Bump Stops - The manual says to be careful when tightening the self tapping bolts, there weren't any, they were rivnuts and without putting any pressure they pulled through. I tried several solutions that did not work my final one that did was to fill the cavity with Isopon then when it had almost set (firm but not completely gone off) I drilled and thredded the original bolt into it and left it to harden. It seems to have done the trick, I must remember not to try any "Dukes of Hazzard" jumps!
Engine Mountings - The
kit was supplied with replacement fabricated engine mountings to suit my 2lt DOHC. The standard mountings put the engine too close to the steering shaft and the alternater fouls it. The ones
supplied with the kit were slightly out of alignment and wouldn't bolt in
place. I had to slightly enlarge the holes before I could get them in (both sides). They were drilled for the rubber and also for the pin to stop them swivelling, but I couldn't get them to fit
into the chassis, I had to modify them again.
Gearbox mounting bracket - The manual says bolt to the angle iron in the chassis, but either my bracket is too narrow or the angle iron is too far apart! I've bought some 8mm thick mild steel bar from B&Q (thinner would probably be adequate), heated, bent and shaped it, then cut it into appropriate plates, to clamp the bracket to the rail. If I could weld, I would weld the plate to the chassis, but it should be ok. There can be no sideways movement because the bolts are against the chassis, longitudinal movement would be restricted by the engine mounts.
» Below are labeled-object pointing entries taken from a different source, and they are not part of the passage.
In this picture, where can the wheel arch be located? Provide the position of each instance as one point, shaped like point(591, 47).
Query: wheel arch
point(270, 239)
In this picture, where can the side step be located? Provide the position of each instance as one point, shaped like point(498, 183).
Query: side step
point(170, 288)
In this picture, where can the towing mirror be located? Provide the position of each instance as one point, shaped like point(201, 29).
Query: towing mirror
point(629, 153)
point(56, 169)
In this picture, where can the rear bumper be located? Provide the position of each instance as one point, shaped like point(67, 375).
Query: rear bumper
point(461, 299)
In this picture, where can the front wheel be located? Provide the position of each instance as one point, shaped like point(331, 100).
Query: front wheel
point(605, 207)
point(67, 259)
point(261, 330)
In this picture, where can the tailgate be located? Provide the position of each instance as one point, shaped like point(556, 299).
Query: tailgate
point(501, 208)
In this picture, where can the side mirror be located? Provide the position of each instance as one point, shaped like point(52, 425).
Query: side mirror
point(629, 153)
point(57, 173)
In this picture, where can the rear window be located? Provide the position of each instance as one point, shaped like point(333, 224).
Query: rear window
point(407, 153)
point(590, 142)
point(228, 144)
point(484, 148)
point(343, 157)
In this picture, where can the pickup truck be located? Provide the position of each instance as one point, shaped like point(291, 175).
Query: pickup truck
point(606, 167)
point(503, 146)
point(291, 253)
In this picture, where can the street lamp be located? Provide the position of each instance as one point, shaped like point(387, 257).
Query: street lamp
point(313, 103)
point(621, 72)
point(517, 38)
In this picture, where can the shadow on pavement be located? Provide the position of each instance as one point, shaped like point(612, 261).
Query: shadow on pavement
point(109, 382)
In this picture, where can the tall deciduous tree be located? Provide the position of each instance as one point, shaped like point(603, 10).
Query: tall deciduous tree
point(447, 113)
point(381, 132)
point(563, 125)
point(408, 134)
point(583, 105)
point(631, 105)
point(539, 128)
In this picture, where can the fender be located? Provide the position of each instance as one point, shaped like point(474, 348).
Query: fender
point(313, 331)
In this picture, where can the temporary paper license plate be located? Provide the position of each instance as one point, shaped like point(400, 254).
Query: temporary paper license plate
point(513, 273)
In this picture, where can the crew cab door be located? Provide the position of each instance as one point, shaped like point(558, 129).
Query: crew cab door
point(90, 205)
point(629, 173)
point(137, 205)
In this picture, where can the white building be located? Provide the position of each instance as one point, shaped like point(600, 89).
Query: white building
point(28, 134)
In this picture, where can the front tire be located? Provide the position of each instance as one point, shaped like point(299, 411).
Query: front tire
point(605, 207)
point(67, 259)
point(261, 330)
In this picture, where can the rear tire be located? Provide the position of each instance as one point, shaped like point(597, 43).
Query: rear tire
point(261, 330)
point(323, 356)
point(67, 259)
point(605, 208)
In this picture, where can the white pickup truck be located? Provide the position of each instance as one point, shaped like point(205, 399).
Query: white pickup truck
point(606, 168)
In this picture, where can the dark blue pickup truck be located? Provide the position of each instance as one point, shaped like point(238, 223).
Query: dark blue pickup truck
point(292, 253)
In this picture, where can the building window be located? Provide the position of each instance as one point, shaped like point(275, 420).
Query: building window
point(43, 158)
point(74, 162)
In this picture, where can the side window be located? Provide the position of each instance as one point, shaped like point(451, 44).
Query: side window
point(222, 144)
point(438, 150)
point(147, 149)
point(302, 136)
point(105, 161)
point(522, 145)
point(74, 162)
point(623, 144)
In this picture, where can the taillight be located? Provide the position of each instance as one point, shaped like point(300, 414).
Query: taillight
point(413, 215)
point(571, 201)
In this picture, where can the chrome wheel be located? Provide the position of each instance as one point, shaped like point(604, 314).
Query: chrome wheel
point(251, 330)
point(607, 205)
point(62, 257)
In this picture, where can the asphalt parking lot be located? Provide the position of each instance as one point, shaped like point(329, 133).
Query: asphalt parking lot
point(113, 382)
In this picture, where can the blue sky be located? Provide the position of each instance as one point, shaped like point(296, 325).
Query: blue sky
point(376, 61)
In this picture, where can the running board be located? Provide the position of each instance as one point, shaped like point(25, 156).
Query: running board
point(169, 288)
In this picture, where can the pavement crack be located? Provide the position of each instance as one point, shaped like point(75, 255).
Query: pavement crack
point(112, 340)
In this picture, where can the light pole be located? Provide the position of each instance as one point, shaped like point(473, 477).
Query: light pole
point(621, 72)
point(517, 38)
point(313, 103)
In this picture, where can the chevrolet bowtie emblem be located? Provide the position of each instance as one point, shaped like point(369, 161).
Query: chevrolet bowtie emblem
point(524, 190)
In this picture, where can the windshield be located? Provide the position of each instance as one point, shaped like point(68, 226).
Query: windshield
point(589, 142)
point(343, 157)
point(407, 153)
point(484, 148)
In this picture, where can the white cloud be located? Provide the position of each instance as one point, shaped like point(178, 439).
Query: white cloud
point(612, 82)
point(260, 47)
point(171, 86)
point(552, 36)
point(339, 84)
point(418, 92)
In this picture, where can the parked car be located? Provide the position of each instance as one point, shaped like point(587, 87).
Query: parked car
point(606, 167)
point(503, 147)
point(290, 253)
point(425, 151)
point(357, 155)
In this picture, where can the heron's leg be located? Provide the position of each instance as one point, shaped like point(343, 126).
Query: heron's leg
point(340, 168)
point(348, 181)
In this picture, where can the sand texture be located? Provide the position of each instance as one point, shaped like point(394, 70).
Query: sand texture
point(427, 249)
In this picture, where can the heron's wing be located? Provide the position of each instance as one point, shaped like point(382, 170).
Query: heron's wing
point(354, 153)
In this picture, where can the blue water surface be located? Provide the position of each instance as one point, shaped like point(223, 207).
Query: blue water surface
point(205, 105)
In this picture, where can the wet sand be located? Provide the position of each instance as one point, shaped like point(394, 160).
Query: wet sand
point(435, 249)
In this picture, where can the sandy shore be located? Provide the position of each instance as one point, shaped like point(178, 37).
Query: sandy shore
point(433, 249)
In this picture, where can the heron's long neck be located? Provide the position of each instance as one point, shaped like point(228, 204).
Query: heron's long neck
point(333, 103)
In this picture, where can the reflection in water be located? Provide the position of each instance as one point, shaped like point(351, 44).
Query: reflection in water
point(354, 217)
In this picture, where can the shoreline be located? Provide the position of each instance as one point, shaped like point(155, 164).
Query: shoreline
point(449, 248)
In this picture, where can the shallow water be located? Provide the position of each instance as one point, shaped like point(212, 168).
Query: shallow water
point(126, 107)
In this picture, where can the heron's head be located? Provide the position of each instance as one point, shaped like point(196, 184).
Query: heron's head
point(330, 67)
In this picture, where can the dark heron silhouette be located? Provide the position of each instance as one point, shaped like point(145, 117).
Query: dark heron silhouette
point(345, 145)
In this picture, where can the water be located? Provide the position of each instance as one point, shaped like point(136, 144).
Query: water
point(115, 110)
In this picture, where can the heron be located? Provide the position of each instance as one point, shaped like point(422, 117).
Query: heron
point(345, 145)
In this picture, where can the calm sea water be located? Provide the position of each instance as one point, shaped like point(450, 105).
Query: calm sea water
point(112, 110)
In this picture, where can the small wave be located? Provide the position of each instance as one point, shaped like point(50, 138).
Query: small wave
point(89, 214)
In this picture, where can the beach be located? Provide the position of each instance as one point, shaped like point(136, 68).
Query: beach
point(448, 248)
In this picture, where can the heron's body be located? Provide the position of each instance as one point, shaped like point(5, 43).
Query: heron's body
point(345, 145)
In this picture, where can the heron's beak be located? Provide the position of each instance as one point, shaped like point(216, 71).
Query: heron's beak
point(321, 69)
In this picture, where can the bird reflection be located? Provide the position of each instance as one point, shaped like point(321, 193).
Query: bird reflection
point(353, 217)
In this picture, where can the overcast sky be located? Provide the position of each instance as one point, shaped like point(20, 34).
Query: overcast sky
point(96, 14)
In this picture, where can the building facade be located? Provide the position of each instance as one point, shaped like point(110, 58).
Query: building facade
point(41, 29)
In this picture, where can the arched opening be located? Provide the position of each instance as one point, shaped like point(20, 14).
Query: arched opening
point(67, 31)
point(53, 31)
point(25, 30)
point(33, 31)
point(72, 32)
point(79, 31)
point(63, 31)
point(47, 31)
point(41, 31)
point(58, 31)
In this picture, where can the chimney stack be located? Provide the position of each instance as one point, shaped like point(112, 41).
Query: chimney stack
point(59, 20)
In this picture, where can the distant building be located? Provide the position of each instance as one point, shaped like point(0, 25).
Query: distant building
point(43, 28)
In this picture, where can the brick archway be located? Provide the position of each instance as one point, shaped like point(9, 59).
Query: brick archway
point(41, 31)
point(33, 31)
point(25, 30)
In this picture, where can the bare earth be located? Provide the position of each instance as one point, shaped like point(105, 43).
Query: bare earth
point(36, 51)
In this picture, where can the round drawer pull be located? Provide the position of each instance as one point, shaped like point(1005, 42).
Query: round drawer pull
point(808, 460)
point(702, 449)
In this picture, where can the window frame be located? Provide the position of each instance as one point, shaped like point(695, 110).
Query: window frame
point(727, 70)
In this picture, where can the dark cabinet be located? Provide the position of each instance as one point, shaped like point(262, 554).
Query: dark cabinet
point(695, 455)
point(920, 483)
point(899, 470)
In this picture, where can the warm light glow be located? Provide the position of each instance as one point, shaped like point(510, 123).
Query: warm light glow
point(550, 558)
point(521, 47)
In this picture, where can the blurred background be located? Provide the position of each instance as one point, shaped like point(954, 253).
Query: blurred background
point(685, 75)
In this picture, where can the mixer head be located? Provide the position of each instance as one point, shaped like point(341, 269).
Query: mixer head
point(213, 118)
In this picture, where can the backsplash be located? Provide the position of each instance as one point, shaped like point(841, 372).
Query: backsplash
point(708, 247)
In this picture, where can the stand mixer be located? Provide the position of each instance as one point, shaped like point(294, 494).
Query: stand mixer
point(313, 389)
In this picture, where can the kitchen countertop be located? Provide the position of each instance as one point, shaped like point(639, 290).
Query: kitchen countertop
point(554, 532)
That's my reasoning anyway, but I managed to get a slightly smaller bolt in to secure it instead of welding.
Heater modification - The heater is normally in two parts with the blower motor under the bonnet and the heater under the dash. The two units don't actually fit together, so I started working out how make mould a plate out of fibre glass that would do the job, shaping it around some plywood etc. In the end I just cut the ply out, shaped it, varnished it and bolted it together with frame sealant on the joints (the normal sponge seal was perished). It does the trick. I've just got to fabricate some brackets to mount it in the car now.
Wiring Loom - I had purchased a new generic wiring loom details of how I fitted it can be found on the electrics page. Talking to various people the most common solution seems to be to throw out the engine management system and the fuel injection system and replace with a standard loom and carburettor. I didn't and it caused a real headache at the time, but I'm glad I did it now.